Social - La réforme des tutelles en voie de finalisation
La réforme du régime de protection juridique des majeurs, tant de fois promise, va-t-elle enfin voir le jour ? Il semble que oui ! Les deux ministres concernés, Pascal Clément et Philippe Bas, assurent qu'un projet de loi sera présenté "très prochainement" en Conseil des ministres. Ils se refusent toutefois à être plus précis en termes de calendrier.
Les objectifs et les axes de la réforme sont en tout cas connus de longue date... et viennent même d'être exposés de façon assez précise. Le garde des Sceaux et le ministre délégué à la Sécurité sociale ont en effet été entendus le 22 mars dernier à l'Assemblée nationale par la commission des affaires culturelles, familiales et sociales, à laquelle s'était associée la commission des lois. La demande des députés a été claire : "disposer rapidement d'un texte pour commencer les travaux parlementaires". "Il importe d'agir au plus vite pour abroger la législation archaïque en vigueur et instaurer des garde-fous, ce qui suppose que la réforme puisse aboutir avant les prochaines législatives", a par exemple insisté Laurent Wauquiez (Haute-Loire).
L'imprécision des délais est due, ont expliqué les ministres, à la phase de consultation engagée avec l'Assemblée des départements de France. Or les conseils généraux sont peu enthousiastes à l'idée de devoir "absorber une nouvelle réforme" (après celle du RMI, du handicap... et, bientôt, de la protection de l'enfance).

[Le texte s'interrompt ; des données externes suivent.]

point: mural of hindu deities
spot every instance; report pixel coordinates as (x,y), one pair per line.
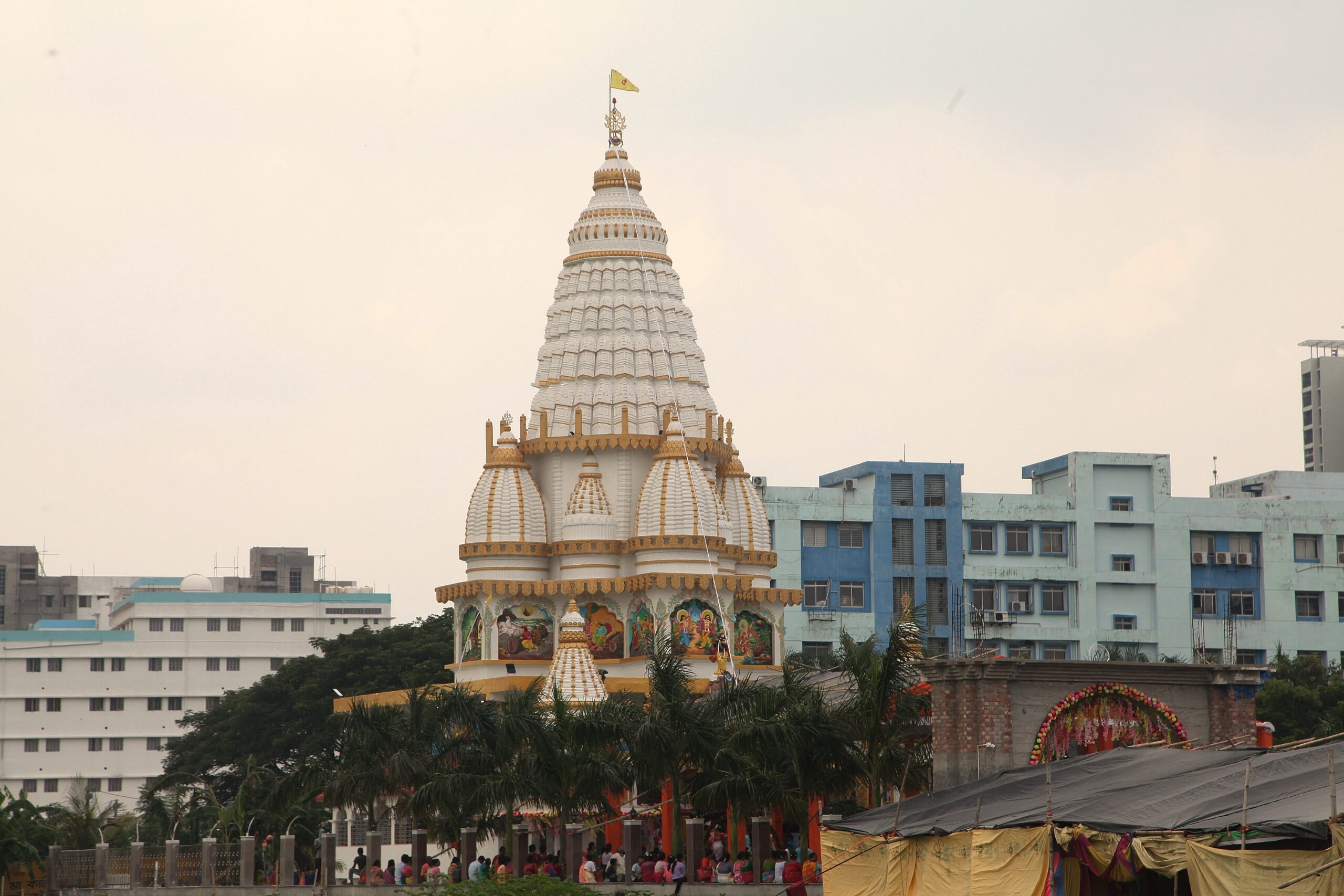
(642,629)
(695,628)
(526,633)
(606,635)
(754,641)
(471,635)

Ils demandent donc à "souffler un peu".
Distinguer protection juridique et mesures sociales
Le ministre délégué, toutefois, "ne désespère pas de les convaincre". Il devra également se montrer convaincant sur le terrain du financement des prérogatives que les départements se verront confier, à savoir notamment le futur dispositif d'"accompagnement social spécifique".
Regrettant que cette réforme des tutelles ait été reportée à plusieurs reprises, Pascal Clément a rappelé que plus de 600.000 personnes sont actuellement placées sous un régime de protection juridique (auxquelles s'ajoutent 67.000 personnes soumises à une mesure de tutelle aux prestations sociales). En 2010, il pourrait s'agir de 800.000, voire un million de personnes. Au-delà du facteur "vieillissement de la population", le garde des Sceaux souligne que la protection judiciaire des majeurs s'est trop souvent "écartée de sa finalité", faisant parfois office de "palliatif aux insuffisances des dispositifs sociaux" pour des personnes victimes, non pas d'une altération des facultés mentales mais d'une situation de grande précarité.

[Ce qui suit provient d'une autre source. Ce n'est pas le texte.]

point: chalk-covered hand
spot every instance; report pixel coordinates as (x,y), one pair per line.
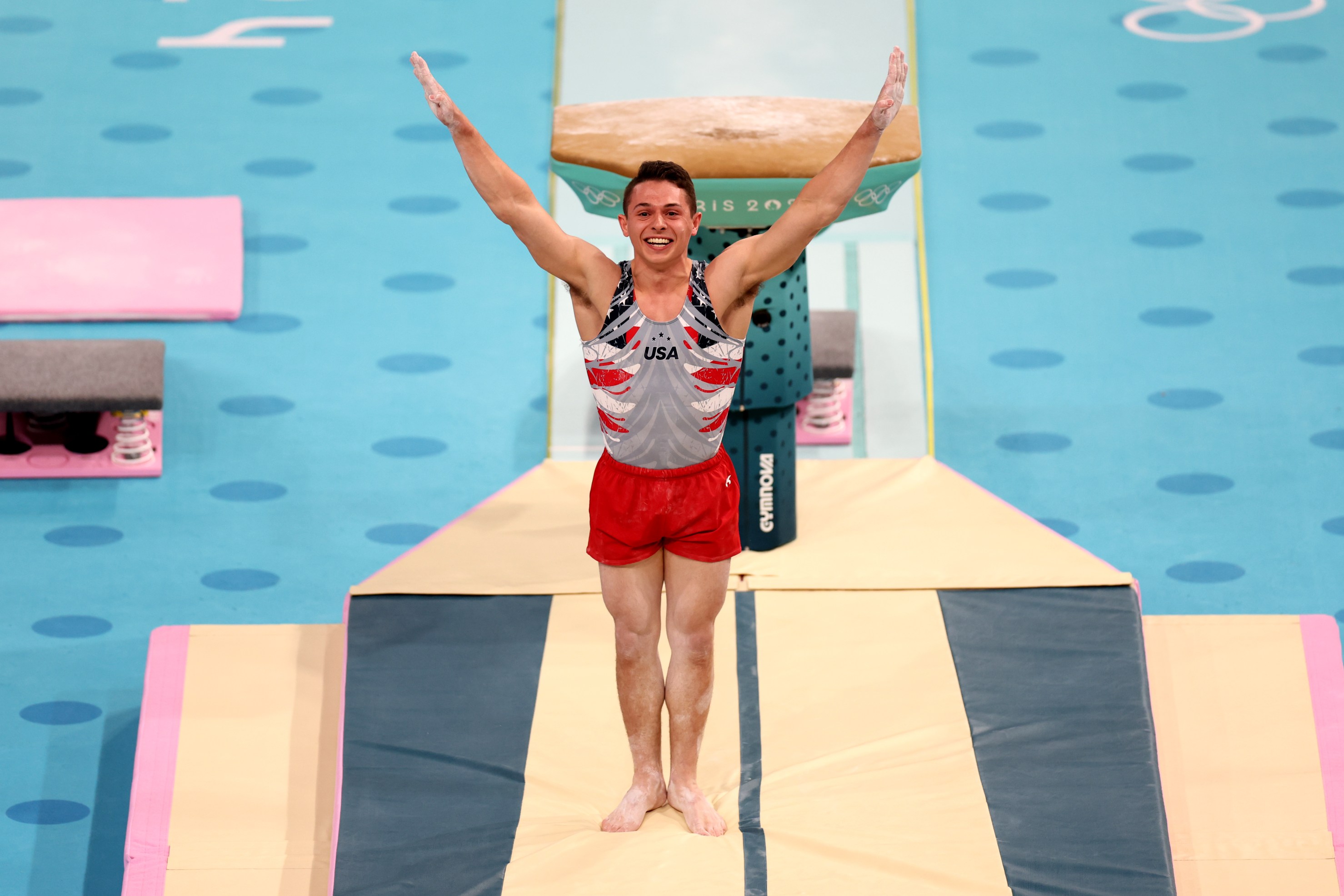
(893,90)
(437,99)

L'avant-projet de loi entend par conséquent établir une différenciation plus claire entre mesures de protection judiciaire et dispositifs de nature sociale, réservant les premières à "ceux qui en ont vraiment besoin" du fait d'une déficience médicalement avérée.
Un contrat signé par le président de conseil général
C'est ainsi que la tutelle aux prestations sociales et la curatelle pour prodigalité seront supprimées et se verront remplacées par un dispositif "graduel" dont le premier volet, administratif, sera mis en oeuvre par les départements. Il s'agira tout d'abord de proposer un "contrat d'accompagnement social" signé entre le président de conseil général et la personne majeure.
En cas de refus ou d'échec de ce contrat, le président de conseil général pourra solliciter du juge une "montée en puissance des mesures de contraintes", avec par exemple l'autorisation de percevoir le RMI pour assurer le paiement d'un loyer.
Lorsque cette mesure se révélera à son tour insuffisante, les services sociaux s'adresseront au procureur de la République. Celui-ci décidera s'il est ou non pertinent de saisir le juge en vue d'une mesure "de gestion budgétaire et d'accompagnement social". "Cette mesure judicaire n'entraînera aucune incapacité juridique", a précisé Pascal Clément, insistant sur le fait que désormais, seul le procureur et la famille de la personne concernée pourront saisir le juge.
Le texte introduit par ailleurs la formule du "mandat de protection future" pour toute personne souhaitant "organiser par avance sa protection, au cas où elle ne pourrait plus pourvoir seule à la défense de ses intérêts" (en cas de maladie neurodégénérative par exemple).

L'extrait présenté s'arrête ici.